Q - La semaine dernière quand Romano Prodi a été investi, il a dit : moi je veux un calendrier pour l'élargissement, je veux savoir à quel moment on passera de 15 à 20, de 20 à 25 et de 25 à 30. Vous dites : ne nous pressons pas.
R - L'Europe, ce n'est pas uniquement le président de la Commission, même si son rôle est de plus en plus important. L'Europe, c'est trois institutions, le Parlement européen, qui monte, même si peu de gens ont voté...
Q - Il monte beaucoup.
R - Il monte beaucoup, et en même temps c'est paradoxal parce que son pouvoir monte alors que les citoyens sont moins intéressés par les élections européennes. Mais, c'est une réalité, il va falloir le rendre encore plus légitime.

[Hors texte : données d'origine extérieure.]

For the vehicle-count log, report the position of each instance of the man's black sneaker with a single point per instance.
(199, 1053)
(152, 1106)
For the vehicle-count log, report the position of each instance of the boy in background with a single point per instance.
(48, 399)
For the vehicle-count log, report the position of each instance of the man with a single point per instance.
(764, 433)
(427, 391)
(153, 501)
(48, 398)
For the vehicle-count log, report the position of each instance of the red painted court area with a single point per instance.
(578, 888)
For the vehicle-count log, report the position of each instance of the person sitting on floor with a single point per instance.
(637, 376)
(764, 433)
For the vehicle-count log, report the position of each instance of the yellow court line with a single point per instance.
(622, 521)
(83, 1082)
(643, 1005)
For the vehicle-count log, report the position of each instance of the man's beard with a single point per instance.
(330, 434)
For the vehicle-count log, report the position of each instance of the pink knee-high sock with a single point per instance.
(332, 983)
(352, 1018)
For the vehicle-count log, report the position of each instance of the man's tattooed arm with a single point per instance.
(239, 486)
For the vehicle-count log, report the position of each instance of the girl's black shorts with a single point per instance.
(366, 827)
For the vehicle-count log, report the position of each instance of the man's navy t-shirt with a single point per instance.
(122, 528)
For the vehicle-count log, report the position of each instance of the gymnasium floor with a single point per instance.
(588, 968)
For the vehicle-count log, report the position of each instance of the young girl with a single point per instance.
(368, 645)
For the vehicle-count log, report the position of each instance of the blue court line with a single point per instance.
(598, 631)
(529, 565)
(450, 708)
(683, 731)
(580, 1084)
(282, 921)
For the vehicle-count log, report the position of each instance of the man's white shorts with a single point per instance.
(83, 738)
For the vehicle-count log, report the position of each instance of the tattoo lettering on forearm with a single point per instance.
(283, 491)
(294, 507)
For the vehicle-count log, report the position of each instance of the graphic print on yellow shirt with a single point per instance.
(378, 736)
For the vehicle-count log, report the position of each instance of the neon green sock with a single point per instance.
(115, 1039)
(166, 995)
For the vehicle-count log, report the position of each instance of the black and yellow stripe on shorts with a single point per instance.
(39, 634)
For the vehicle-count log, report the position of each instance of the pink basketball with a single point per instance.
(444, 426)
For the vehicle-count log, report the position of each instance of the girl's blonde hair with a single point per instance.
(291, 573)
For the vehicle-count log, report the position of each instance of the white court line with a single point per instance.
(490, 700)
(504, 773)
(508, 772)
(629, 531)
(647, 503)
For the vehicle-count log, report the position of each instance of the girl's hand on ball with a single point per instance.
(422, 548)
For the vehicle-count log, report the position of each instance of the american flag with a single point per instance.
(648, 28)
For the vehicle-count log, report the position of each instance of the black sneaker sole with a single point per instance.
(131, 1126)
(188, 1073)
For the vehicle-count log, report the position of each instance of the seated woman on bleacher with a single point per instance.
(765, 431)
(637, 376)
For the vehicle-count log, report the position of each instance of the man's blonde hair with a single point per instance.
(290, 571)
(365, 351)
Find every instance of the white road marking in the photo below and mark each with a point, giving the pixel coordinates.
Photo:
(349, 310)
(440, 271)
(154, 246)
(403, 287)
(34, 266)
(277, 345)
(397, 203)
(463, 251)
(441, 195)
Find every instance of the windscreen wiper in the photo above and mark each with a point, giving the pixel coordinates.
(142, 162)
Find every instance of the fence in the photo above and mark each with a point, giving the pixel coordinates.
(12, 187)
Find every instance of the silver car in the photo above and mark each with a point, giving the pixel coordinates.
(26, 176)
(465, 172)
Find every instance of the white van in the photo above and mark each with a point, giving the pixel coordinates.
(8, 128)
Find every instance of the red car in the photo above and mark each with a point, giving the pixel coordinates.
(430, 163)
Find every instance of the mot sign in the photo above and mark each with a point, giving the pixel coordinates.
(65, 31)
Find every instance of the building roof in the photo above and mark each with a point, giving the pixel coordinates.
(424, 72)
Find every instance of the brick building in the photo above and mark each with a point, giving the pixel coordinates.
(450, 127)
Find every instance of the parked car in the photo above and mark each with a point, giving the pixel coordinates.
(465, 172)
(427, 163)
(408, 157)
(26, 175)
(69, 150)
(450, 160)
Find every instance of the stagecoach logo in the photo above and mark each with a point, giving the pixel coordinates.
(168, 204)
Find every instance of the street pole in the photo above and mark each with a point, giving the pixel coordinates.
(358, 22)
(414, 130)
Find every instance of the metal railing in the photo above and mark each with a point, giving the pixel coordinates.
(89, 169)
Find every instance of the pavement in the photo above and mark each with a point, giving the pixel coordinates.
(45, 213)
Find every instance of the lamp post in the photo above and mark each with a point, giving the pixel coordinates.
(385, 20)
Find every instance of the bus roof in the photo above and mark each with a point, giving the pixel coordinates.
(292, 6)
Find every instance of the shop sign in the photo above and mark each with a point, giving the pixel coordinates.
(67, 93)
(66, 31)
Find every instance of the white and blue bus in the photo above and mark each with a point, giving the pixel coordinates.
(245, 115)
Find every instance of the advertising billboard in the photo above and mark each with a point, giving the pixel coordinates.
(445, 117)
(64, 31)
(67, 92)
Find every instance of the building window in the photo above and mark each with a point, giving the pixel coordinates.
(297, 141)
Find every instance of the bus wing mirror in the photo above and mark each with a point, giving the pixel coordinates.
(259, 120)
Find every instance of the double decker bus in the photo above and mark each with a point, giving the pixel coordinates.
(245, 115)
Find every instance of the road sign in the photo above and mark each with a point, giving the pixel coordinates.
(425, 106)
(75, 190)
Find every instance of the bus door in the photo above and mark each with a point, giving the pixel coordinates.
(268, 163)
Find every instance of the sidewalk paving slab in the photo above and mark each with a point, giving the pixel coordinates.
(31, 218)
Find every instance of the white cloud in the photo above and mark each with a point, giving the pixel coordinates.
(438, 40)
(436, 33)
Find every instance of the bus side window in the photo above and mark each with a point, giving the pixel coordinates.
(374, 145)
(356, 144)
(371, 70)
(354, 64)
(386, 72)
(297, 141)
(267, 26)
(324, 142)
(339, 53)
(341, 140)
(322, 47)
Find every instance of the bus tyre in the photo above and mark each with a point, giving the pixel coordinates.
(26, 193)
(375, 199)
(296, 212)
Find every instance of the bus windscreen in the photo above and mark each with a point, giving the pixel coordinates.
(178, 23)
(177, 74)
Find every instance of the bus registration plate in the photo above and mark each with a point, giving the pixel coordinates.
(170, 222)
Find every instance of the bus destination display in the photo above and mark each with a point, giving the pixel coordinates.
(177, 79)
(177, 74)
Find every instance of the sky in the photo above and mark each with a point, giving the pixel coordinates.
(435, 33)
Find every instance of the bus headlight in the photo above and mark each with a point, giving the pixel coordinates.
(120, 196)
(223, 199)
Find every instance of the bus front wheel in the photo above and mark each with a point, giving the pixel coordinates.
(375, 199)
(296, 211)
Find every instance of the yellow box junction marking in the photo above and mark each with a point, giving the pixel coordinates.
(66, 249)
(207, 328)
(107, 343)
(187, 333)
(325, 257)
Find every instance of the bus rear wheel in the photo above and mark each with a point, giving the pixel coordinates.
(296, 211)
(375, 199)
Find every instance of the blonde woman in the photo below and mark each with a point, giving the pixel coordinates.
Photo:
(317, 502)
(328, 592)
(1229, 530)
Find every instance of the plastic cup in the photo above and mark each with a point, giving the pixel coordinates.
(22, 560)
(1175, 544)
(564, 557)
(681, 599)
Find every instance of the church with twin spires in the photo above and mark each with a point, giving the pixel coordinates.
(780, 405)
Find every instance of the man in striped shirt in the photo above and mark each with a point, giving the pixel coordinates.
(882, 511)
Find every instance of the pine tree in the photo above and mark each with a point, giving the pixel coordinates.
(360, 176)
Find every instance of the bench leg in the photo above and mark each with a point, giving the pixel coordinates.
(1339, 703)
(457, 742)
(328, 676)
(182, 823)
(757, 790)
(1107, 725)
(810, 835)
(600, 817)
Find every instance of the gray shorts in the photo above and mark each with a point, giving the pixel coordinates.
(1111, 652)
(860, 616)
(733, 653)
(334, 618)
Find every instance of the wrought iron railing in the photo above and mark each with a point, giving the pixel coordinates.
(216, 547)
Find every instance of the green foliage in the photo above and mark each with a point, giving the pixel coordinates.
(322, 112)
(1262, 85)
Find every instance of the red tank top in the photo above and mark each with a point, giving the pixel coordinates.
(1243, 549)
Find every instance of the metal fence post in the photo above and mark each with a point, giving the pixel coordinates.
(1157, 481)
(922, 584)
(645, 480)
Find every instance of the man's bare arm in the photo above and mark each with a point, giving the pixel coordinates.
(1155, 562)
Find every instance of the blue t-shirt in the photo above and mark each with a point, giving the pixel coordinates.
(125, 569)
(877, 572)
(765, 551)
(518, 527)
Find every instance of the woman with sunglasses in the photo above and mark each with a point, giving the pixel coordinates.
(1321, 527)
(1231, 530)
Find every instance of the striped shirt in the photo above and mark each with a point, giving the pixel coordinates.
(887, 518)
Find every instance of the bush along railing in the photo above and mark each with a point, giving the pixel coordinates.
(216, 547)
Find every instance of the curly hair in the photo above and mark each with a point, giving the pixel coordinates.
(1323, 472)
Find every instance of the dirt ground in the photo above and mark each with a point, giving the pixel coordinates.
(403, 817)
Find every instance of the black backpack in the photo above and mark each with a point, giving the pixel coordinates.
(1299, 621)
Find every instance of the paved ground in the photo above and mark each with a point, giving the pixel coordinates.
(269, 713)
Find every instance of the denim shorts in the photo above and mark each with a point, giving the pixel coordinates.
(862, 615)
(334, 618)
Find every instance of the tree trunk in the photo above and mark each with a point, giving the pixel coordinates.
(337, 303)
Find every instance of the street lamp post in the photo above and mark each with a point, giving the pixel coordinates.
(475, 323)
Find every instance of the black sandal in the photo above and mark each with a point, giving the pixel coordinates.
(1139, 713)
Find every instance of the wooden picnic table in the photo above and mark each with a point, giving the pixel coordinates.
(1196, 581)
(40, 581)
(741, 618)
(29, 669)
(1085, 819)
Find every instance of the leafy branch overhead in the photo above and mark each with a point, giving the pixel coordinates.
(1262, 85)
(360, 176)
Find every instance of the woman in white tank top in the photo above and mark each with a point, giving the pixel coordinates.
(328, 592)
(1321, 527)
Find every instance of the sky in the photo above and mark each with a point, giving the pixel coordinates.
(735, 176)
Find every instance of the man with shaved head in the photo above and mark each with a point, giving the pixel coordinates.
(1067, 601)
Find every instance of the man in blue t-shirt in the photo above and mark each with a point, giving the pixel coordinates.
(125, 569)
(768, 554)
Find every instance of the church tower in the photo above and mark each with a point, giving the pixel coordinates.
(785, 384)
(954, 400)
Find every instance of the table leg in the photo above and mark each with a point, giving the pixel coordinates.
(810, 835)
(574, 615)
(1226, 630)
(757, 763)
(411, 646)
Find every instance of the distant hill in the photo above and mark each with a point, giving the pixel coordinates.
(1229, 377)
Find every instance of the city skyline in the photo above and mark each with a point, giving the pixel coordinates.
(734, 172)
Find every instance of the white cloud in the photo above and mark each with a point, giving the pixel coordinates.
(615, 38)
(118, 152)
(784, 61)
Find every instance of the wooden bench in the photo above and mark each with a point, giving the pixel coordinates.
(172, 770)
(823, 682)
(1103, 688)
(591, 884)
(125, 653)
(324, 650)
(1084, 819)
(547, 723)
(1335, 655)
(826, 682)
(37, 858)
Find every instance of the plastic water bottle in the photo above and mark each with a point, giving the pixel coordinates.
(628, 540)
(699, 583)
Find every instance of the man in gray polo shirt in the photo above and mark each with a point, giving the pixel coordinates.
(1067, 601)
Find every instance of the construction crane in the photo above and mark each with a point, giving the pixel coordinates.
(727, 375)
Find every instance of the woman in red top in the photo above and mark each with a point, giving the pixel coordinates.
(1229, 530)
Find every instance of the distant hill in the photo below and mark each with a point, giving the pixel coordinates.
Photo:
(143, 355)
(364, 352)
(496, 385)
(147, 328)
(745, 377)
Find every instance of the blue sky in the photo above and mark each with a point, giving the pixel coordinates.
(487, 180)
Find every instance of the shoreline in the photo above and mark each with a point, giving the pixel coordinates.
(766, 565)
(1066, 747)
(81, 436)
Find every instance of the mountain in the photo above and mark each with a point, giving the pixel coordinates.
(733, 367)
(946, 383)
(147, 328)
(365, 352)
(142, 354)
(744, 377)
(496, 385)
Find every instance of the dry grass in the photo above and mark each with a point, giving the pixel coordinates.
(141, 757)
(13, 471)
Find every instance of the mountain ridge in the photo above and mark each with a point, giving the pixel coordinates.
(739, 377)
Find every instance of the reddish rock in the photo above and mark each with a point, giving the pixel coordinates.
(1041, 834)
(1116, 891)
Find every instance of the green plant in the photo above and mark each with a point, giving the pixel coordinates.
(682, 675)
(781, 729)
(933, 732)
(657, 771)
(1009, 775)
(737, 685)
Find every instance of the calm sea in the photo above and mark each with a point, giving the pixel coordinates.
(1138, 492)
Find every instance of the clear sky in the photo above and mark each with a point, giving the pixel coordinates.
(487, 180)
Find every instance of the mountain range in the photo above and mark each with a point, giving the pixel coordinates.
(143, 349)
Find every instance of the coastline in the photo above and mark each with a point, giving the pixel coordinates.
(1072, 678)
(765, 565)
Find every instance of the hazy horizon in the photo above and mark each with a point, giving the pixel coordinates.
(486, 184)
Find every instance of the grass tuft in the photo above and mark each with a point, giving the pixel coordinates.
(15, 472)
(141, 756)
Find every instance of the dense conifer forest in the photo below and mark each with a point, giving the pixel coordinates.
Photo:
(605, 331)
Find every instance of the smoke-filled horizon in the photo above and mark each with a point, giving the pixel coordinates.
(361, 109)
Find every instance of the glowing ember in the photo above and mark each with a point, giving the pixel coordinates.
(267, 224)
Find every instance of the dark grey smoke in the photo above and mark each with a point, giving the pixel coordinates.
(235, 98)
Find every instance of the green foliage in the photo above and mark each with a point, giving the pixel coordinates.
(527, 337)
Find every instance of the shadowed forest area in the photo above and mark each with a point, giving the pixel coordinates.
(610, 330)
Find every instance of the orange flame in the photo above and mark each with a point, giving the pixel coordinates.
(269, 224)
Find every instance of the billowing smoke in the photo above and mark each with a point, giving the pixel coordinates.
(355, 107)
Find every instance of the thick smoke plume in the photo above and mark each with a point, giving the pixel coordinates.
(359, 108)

Q - Il y a un risque de régime d'Assemblée non ?
R - Je suis un chaud partisan du Parlement européen, j'en ai été membre, je le connais, je l'apprécie, mais ne tombons pas dans le parlementarisme européen...
Q - C'est quand même ce qui le guette hein.
R - Je crois qu'il faut trouver un équilibre entre trois institutions, ce Parlement qui monte, la Commission, qui sort de l'épreuve plus solide, plus politique, avec un président qui la dirige, et le Conseil des ministres et le Conseil européen. Et quand je dis la France va présider le Conseil, cela veut dire que cette instance, composée des ministres, des chefs d'Etat et de gouvernement, est une instance politique, qui représente les peuples, les gouvernements, les Etats et c'est la France qui va avoir cette présidence, au deuxième semestre 2000. Et quand on parle de reformer les institutions, c'est une référence intergouvernementale, comme son nom l'indique, ce sont les gouvernements qui sont à la manoeuvre et sur l'élargissement, il faudra donner une date à un moment donné . Ce que j'ai dit, et je le maintiens, c'est que c'est peut-être un petit peu tôt maintenant.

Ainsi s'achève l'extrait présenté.